Dynamic mcp handling #291

jdecker76 · 2025-07-16T16:55:19Z

Adds comprehensive MCP server polling and dynamic agent management

Fast Agent will no longer crash when it tries to load an agent where a dependent MCP Server is not available
New polling system can poll MCP servers and activate/deactivate agents dynamically based on MCP server availability (polling is off by default)
Introduces new FastAgent parameter mcp_polling_interval, which defaults to None (I.e. polling disabled by default)
Implement simple agent status management when polling is enabled:
- Deactivate agents when their servers go offline during runtime
- Reactivate agents when their servers come back online
Updated progress display:
- Show the MCP Server Polling in the progress display
- Show "Deactivated" status when polling is disabled
- Show "Running" during active server health checks
- Show "Ready" between cycles
Give users full control over polling frequency vs performance trade-offs - they can set choose whether to enable polling, and use an interval that works best for their situation

This provides comprehensive MCP server monitoring with automatic agent lifecycle
management while maintaining zero performance impact by default.

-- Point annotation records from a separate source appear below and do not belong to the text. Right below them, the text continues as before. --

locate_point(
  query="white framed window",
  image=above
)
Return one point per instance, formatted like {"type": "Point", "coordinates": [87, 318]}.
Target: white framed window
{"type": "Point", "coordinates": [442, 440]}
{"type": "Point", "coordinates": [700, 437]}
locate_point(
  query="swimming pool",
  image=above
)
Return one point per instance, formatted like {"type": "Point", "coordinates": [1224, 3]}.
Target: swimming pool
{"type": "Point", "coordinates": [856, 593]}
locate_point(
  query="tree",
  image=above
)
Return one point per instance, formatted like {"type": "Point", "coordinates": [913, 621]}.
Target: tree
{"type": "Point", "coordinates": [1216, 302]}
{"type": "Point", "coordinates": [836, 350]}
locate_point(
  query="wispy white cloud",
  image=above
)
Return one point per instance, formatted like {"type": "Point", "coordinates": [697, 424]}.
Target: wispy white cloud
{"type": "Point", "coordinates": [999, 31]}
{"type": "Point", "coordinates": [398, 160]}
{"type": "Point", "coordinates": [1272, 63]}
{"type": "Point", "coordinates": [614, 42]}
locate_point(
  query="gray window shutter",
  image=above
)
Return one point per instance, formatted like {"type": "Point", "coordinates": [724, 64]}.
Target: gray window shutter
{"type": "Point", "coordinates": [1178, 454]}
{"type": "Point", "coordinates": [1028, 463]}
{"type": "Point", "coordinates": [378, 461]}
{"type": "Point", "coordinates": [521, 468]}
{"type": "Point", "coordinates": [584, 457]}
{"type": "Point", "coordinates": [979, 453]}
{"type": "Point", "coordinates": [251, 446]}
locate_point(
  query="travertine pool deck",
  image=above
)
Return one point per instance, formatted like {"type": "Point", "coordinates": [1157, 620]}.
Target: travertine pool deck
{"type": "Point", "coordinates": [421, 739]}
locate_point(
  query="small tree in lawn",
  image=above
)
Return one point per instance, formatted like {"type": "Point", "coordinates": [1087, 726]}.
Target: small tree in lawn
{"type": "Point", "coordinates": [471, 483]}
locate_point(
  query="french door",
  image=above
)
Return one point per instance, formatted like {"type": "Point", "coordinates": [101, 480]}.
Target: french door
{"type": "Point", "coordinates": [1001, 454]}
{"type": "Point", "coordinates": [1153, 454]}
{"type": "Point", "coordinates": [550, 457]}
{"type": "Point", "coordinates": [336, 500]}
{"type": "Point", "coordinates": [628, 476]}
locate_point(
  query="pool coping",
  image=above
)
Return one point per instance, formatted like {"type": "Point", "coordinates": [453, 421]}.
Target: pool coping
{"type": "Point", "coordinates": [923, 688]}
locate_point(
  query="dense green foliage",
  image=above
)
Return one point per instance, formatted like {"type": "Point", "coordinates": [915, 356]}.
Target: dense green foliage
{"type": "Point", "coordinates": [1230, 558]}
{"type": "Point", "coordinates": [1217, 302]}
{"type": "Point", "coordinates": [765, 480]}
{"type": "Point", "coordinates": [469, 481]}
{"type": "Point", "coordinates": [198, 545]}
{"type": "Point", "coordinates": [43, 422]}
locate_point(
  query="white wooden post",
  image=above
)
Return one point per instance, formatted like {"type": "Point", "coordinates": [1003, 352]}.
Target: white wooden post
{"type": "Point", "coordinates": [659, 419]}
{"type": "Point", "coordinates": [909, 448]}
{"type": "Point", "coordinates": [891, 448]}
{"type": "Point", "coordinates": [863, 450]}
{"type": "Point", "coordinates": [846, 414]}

If this is considered for inclusion in Fast Agent, I will update the docs repo

don't register the same agent multiple times

Also disabled human input callback

Disable human input when nont in interactive mode

and undo the input suppression in server mode

Added Visible INFO Logging for Agent Deactivation Fixed Animated Dots for DEACTIVATED Status Hide MCP Server Entries from Progress Display Fixed Background Polling for Agent Reactivation

fix indentation issues

fix import - i think this is why the Agent is not being reactivated once the mcp server comes back online

dynamic handling is now working, and the progress display is nice

Adds comprehensive MCP server polling and dynamic agent management - Change mcp_polling_interval default from 60s to None (no polling by default) - Add proactive monitoring of ALL MCP servers during polling cycles - Implement simple agent status management: * Deactivate agents when their servers go offline during runtime * Reactivate agents when their servers come back online - Use direct server connectivity testing via temporary connections - Add 3-retry logic with exponential backoff for tool calls - Update progress display: * Show the MCP Server Polling in the progress display * Show "Deactivated" status when polling is disabled * Show "Running" during active server health checks * Show "Ready" between cycles with server status details - Give users full control over polling frequency vs performance trade-offs - they can set an interval that works best for their situation This provides comprehensive server monitoring with automatic agent lifecycle management while maintaining zero performance impact by default.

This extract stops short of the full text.